Bizi suçlayanlara soruyorum: Rusya’yı Suriye’de haklı görürken, Ukrayna’da haksız görmek niçin Amerikan ve Batı emperyalizmini savunmak olsun. Ha, ABD de Ukrayna’da Rusya’ya karşı… Olabilir! Yıllarca Suriye’de, Irak’ta, Afganistan’da hatta Türkiye’deki üsleri sebebiyle karşı çıktığımız ABD, Ukrayna’da Rusya’nın karşısında diye biz HAKKI savunmayalım, zorbanın karşısına geçmeyelim mi?
Bizi suçlayanların anlamadıkları, anlamak istemedikleri, İLKELER!

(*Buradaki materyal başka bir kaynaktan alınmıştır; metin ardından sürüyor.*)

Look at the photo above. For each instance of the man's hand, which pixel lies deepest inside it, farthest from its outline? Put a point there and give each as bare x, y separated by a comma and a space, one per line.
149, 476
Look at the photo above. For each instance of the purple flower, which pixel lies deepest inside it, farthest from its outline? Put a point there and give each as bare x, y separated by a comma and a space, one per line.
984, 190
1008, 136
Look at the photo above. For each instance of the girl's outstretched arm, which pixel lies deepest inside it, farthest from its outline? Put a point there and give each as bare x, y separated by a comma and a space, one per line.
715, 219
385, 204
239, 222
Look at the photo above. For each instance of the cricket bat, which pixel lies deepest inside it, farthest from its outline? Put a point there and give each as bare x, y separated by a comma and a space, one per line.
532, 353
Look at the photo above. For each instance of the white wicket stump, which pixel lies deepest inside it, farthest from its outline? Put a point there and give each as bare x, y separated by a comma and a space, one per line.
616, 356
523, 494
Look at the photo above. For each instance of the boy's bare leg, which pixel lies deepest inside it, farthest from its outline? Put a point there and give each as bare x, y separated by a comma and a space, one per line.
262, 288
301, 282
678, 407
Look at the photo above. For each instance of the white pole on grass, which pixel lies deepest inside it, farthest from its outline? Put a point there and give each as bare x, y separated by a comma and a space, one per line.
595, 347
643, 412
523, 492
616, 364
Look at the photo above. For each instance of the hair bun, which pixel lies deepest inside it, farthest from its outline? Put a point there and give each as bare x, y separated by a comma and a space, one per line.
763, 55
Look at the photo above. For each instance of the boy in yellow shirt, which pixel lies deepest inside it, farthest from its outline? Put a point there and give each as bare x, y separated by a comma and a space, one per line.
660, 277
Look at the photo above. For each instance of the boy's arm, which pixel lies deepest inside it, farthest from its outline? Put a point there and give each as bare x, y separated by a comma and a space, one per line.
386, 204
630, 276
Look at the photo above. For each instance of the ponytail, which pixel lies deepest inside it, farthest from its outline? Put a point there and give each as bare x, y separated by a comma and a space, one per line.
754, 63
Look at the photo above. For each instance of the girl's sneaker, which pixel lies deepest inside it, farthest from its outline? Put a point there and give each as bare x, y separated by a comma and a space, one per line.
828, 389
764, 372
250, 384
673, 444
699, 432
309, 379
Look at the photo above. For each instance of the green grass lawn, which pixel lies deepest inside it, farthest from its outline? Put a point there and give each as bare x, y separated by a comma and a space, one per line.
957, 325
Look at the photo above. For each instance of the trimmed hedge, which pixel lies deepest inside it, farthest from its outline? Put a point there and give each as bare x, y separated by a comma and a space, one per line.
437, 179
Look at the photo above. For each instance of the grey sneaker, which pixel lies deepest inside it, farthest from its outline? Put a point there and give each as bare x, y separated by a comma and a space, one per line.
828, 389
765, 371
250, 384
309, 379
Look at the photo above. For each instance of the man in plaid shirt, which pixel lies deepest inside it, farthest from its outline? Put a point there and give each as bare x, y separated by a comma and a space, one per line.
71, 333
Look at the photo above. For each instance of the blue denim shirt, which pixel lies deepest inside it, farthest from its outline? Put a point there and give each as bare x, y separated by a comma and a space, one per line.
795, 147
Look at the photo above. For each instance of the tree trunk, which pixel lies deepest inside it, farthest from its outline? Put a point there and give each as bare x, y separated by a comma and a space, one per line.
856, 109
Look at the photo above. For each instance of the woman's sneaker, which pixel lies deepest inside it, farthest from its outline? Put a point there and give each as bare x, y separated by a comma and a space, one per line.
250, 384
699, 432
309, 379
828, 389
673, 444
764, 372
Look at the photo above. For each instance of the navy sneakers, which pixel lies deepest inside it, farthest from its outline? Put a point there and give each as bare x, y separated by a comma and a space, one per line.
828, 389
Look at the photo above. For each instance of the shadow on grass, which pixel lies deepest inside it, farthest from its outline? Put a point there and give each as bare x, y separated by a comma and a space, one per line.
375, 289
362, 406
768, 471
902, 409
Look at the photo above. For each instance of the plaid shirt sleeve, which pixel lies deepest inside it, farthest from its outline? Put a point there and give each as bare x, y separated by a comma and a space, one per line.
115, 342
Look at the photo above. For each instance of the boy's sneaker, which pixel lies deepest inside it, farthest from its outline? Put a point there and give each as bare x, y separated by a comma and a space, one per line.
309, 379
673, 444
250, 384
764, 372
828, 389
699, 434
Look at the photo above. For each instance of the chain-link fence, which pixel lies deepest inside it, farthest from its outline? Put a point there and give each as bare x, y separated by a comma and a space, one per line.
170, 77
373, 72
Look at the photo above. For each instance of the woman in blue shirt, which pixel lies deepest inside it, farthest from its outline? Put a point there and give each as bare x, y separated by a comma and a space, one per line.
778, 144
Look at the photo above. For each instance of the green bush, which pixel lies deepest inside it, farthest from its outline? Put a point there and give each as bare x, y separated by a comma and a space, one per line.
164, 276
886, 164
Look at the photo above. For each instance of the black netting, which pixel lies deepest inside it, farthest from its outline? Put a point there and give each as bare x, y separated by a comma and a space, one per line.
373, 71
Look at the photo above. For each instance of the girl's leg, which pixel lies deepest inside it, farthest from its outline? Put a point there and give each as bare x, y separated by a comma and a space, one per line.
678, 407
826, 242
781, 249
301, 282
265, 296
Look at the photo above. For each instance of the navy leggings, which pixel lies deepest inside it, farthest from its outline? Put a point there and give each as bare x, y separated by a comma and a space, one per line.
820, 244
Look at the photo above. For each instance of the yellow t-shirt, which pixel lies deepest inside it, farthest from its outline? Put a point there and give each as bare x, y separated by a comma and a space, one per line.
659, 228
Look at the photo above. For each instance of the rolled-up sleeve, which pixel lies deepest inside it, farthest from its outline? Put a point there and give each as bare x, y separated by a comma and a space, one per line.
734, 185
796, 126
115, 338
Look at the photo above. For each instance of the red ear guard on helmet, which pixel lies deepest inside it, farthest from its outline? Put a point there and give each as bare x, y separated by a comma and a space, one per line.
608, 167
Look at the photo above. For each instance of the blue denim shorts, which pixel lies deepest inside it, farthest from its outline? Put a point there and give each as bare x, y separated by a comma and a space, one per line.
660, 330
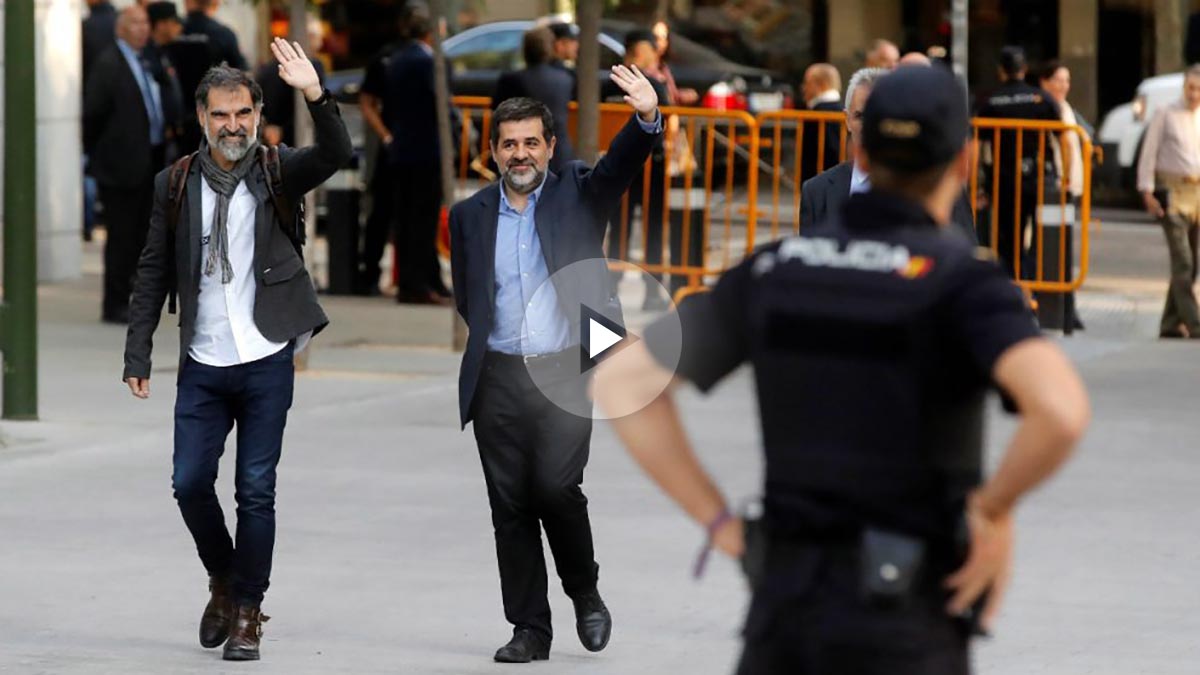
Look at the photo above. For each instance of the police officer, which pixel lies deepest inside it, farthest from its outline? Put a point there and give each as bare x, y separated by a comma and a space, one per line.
1017, 100
873, 342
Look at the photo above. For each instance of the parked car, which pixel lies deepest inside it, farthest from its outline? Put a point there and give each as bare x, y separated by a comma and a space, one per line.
1123, 127
480, 54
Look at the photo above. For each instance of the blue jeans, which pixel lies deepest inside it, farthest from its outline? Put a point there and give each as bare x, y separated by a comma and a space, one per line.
256, 396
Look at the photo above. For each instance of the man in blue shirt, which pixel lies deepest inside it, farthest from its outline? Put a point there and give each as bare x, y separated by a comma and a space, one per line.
507, 243
123, 135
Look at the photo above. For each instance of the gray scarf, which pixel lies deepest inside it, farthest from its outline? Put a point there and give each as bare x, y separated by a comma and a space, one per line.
225, 184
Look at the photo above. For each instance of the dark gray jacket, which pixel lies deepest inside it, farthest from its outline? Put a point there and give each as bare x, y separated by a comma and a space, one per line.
286, 302
825, 195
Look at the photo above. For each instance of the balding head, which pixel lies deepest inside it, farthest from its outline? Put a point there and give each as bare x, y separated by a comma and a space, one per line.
133, 27
820, 78
883, 54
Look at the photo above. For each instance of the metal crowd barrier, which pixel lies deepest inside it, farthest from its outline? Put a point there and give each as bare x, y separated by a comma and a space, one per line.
706, 190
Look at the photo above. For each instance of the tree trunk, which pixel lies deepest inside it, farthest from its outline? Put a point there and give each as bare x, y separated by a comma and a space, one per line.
586, 69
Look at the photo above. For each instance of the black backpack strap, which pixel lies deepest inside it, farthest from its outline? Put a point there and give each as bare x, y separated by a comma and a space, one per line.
177, 184
289, 214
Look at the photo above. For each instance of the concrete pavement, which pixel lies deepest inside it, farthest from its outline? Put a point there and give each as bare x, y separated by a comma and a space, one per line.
385, 561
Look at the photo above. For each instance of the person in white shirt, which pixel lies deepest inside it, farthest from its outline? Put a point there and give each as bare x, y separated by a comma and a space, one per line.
1170, 161
228, 240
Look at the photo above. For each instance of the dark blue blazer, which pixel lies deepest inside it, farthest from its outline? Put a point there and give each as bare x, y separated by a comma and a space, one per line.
570, 220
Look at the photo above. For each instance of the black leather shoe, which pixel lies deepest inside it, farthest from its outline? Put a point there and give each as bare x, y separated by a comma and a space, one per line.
525, 646
217, 615
592, 621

Başta dile getirdiğimiz ilke… Zorbalık, haksızlık nereden gelirse gelsin karşı olabilmek ilkesi!
Yine anlamak istemedikleri; Rus saldırganlığına karşı olurken ABD saldırganlığına da karşı durmanın mümkün olabildiği… Siz bunu beceremiyorsanız o sizin sorununuz! Biz becerebiliyoruz ve ABD zorbalığına da Rus zorbalığına da aynı anda karşı durabiliyoruz.
Durmaya devam edeceğiz!
Tam bağımsız TÜRKİYE’yi savunmak… Ve o ideale ulaşmak…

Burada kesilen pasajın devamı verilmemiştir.